Netflix just showed Hollywood what the future of filmmaking looks like, and it involves a lot less money and a lot more GPUs.
The streaming company’s new five-episode documentary series, The American Experiment, which premiered on June 24, features 17 minutes of AI-enhanced footage that was produced “twice as fast and at half the cost” compared to traditional methods, according to Netflix co-CEO Ted Sarandos. The series stars Martin Sheen voicing George Washington alongside contemporary political figures including Kamala Harris, Mike Pence, and Hillary Clinton.
The economics of AI-powered content
Netflix’s content budget tells a story of relentless escalation. Spending grew from $16.2 billion in 2024 to roughly $17-18 billion in 2025, and is now projected to hit $20 billion in 2026.
The technology isn’t being deployed in a single experimental project and then shelved. Netflix has applied generative AI tools across approximately 300 different titles, suggesting this is already baked into the production pipeline rather than treated as a novelty.

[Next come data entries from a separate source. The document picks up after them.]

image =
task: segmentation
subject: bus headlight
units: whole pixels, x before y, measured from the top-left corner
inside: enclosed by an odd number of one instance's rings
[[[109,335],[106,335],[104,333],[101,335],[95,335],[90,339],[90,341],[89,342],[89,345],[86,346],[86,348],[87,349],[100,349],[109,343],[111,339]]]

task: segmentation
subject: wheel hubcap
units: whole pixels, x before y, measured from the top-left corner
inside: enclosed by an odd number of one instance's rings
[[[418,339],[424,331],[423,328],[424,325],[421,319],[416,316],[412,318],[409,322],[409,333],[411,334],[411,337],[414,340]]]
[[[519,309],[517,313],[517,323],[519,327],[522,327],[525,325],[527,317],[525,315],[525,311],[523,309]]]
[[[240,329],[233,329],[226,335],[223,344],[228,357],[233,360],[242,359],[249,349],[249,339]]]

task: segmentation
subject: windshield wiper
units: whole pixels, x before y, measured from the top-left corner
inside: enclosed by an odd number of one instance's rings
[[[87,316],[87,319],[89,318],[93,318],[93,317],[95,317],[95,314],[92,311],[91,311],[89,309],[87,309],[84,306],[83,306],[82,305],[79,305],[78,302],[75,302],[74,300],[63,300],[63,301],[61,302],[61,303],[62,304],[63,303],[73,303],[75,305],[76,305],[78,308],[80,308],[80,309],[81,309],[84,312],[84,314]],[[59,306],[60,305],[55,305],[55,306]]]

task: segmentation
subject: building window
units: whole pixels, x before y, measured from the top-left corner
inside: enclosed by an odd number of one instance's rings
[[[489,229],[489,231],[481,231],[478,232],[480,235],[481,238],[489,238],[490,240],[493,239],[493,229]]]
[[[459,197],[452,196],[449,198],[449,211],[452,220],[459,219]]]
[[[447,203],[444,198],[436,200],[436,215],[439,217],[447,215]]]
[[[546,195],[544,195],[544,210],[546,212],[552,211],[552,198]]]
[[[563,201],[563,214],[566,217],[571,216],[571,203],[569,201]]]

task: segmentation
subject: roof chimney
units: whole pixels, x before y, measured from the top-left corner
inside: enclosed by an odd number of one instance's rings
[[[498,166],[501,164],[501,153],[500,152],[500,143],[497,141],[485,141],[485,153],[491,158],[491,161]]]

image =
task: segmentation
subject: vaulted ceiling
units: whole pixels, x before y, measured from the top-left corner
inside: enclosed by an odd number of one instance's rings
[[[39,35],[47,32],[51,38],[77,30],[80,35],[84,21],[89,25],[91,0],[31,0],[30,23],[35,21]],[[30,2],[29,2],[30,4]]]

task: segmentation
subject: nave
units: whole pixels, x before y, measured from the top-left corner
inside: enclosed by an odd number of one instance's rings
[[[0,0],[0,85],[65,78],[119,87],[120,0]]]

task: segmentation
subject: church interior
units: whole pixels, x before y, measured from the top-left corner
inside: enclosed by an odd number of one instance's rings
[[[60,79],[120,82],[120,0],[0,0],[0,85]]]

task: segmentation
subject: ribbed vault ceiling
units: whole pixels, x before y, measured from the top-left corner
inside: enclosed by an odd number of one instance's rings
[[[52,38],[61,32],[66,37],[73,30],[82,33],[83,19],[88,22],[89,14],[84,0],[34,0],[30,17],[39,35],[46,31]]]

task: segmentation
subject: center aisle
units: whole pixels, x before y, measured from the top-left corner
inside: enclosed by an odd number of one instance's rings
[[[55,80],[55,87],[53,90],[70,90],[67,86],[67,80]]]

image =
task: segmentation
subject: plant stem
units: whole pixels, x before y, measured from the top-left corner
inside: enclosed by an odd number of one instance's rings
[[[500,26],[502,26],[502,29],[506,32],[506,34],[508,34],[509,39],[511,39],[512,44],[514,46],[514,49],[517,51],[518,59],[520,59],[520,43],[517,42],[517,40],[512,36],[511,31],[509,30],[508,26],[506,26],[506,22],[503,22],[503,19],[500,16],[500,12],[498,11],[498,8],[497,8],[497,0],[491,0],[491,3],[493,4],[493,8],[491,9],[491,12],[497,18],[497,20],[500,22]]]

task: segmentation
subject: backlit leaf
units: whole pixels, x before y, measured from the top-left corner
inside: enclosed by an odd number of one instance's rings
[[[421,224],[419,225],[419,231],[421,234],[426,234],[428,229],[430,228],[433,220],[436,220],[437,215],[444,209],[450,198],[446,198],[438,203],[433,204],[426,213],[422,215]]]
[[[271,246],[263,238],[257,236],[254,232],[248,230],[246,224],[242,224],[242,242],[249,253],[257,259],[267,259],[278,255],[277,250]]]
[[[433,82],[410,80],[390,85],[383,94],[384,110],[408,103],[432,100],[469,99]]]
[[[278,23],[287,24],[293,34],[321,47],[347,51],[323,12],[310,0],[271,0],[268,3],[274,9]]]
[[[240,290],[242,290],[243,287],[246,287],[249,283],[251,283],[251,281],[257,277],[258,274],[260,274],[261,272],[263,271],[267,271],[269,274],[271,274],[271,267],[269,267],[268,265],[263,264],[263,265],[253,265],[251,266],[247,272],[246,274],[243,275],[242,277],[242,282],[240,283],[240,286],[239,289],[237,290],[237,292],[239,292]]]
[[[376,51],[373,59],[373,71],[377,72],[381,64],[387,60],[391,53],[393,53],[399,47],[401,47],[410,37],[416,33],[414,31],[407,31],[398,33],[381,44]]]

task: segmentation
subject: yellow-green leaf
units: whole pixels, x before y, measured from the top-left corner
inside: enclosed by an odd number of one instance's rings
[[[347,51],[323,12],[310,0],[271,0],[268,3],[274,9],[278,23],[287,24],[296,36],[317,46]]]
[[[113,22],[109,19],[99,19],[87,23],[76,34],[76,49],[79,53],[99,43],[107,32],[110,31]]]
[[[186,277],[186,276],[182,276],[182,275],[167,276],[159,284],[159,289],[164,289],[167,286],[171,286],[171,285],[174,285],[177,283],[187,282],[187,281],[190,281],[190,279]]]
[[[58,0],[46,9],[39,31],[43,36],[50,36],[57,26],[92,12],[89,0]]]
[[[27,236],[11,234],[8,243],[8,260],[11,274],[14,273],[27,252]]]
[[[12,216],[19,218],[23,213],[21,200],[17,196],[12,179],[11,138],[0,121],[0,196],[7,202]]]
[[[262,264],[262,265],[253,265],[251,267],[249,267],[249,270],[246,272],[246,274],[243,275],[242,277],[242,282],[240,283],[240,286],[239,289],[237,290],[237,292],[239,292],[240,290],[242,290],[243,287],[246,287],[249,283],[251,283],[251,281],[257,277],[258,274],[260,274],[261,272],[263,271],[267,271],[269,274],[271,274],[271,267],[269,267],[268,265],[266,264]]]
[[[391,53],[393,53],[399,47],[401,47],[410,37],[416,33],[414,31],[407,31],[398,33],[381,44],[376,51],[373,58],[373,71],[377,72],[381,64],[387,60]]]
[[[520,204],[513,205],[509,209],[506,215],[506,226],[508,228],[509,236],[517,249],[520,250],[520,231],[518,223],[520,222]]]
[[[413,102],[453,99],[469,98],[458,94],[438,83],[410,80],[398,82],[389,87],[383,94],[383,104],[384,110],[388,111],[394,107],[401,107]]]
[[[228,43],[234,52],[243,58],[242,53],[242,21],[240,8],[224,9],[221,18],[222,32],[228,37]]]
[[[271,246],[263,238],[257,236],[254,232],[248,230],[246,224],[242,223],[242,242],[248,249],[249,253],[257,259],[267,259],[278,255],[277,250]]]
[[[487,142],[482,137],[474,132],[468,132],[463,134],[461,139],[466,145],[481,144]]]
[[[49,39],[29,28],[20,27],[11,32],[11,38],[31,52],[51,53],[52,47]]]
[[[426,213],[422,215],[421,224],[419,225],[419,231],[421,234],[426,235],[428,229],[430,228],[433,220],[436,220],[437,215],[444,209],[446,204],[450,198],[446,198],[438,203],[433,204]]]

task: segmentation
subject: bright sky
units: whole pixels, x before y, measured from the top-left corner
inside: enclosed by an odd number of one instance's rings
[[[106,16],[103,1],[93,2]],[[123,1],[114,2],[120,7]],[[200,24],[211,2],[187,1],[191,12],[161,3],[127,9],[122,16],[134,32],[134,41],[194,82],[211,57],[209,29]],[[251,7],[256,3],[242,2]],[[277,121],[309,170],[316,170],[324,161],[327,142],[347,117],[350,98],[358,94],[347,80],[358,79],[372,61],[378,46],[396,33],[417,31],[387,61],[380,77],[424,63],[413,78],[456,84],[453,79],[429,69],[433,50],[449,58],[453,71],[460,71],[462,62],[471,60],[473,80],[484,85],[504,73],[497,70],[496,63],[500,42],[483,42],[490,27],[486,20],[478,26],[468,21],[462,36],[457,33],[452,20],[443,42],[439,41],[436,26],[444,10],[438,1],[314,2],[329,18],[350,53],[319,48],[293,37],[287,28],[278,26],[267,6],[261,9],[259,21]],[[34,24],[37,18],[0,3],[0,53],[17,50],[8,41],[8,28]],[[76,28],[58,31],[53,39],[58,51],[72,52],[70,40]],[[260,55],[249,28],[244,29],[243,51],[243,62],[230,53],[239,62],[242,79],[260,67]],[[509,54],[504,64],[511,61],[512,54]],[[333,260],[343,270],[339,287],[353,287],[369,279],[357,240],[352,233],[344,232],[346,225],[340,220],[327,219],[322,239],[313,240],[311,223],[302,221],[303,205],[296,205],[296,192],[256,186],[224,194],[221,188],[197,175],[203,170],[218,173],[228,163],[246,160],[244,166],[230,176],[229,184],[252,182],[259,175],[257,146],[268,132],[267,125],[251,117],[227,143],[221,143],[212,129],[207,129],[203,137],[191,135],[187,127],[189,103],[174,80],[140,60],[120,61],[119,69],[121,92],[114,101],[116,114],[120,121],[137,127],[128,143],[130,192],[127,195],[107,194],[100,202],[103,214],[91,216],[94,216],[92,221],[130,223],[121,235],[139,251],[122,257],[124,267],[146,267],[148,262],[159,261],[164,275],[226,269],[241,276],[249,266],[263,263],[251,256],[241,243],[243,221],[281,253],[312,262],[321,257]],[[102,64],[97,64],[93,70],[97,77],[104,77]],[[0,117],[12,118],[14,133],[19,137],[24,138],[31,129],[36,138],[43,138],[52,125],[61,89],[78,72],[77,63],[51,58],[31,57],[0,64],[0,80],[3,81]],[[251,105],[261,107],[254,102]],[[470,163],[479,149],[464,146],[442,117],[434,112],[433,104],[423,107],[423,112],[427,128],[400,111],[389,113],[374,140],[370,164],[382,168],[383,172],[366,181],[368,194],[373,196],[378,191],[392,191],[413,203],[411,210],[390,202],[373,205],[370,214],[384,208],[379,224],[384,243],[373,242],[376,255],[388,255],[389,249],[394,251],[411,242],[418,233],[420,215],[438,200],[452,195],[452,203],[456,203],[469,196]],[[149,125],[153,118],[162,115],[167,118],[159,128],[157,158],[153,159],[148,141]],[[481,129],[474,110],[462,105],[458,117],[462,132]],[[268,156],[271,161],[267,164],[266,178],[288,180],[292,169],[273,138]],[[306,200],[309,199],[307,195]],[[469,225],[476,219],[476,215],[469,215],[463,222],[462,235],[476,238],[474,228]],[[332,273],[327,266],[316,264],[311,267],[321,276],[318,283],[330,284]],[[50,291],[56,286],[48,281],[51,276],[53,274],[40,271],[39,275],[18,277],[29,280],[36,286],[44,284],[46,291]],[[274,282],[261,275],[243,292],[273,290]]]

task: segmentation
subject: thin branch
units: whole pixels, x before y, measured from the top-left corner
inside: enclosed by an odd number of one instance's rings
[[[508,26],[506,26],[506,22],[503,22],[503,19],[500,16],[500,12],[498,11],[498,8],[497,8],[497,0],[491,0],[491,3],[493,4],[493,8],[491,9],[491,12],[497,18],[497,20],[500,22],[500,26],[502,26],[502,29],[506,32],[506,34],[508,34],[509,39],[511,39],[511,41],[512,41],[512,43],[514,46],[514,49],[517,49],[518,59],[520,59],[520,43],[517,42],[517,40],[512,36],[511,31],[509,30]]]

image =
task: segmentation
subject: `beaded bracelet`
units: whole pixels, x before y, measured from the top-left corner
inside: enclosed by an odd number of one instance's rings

The company’s earlier deployment of AI in visual effects for El Eternaut in 2025 served as a proving ground. The American Experiment represents the next step: using AI not just for touch-ups but for generating footage that would have previously required expensive historical reenactments, elaborate sets, and weeks of additional shooting.
Why crypto and AI infrastructure investors should pay attention
Generative AI, the kind that produces documentary footage convincing enough for a major streaming platform, requires massive amounts of GPU compute. Training and running these models at scale is expensive, energy-intensive, and increasingly constrained by centralized cloud providers.
This is precisely the gap that decentralized compute networks have been positioning to fill. Projects building GPU marketplaces and distributed rendering infrastructure stand to benefit as demand for AI compute expands beyond tech companies and into entertainment, advertising, and media production at scale.
The 300 titles figure is the number worth watching most closely. If Netflix scales AI integration from 300 titles to its entire catalog over the next few years, the ripple effects on compute demand, labor markets, and content economics could dwarf anything a 17-minute documentary segment suggests today.